On me mit à la vitrine; j'étais un des plus beaux hauts de forme de l'attelage,
j'étais si brillant que les femmes qui passaient ne manquaient pas de se mirer
dans mon verni; j'étais si élégant qu'aucun gentleman distingué ne me voyait
sans avoir pour moi un regard de convoitise.
Je vivais dans un parfait repos en attendant le jour où j'allais faire mon
apparition dans le monde.
Un soir un homme
distingué entra dans le magasin. Le marchand plein de prévenances lui fit
admirer mes frères, puis il me montra plus longuement que les autres ;
n'étais-je pas le plus beau? Enfin le client me prit, me retourna, me contempla
et finalement m'acheta.
Il sortit de sa poche un portefeuiille si bien garni que le marchand me vendit
un prix double de mon vrai prix: car il avait pour maxime de ne jamais manquer
les occasions et... les billets de banque.
Le lendemain, j'eus un
brillant début. Mon propriétaire, un gentlemann des plus elegants, me coiffa
pour se rendre au cercle. Tous ses amis admirèrent mes huit reflets, ma forme
elegante et toutes mes vertus. Pendant plusieurs mois je menais ainsi une
existence exquise. Avec quel soin on me préservait de la poussière! Un fidèle
domestique spécialement chargé de la garde robe de monsieur avait pour moi des
prevenances flatteuses!
J'étais astiqué tous les soirs, réastiqué tous les matins.
Un soir j'appris que le
cocher allait se marier ; mon propriétaire qui voulait lui faire un cadeau me
donna; et à partir de ce jour j'abritais un nouveau crâne.

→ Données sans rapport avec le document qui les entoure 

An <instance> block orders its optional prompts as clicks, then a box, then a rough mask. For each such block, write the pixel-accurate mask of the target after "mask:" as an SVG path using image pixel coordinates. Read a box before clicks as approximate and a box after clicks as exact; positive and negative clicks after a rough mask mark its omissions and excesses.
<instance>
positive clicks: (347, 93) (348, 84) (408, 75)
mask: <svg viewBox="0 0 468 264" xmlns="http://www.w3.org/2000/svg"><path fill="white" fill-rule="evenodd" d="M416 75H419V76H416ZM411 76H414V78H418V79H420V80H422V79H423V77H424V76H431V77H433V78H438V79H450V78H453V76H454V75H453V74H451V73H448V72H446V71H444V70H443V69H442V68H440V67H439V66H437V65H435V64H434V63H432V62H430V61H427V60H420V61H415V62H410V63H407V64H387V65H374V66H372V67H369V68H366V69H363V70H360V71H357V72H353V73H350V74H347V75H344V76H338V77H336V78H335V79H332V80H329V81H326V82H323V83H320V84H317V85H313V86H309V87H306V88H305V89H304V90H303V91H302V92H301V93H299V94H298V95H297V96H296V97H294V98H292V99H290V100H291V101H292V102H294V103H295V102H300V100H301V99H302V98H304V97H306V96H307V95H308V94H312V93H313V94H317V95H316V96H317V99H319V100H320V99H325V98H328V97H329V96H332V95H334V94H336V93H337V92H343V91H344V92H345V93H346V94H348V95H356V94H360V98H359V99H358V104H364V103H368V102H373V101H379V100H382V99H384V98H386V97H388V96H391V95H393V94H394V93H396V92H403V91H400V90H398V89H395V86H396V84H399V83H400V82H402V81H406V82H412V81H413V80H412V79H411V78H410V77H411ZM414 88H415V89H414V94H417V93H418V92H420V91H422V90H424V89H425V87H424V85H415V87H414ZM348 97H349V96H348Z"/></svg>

Mon existence changea légèrement d'abord : le premier jour je roulais trois
fois dans la boue et, o sort cruel, je ne fus même pas essuyé.
Animé du vertueux désir de la vengeance, je me retrècis si bien que le cocher
ne put plus me coiffer! Alors un jour il me prit sous le bras et me vendit sis
sous à un fripier ...
Apres avoir été nettoyé je fus de nouveau mis à la devanture, mais cette fois
ce fut negligemment pendu à une ficelle sale que je parus au public.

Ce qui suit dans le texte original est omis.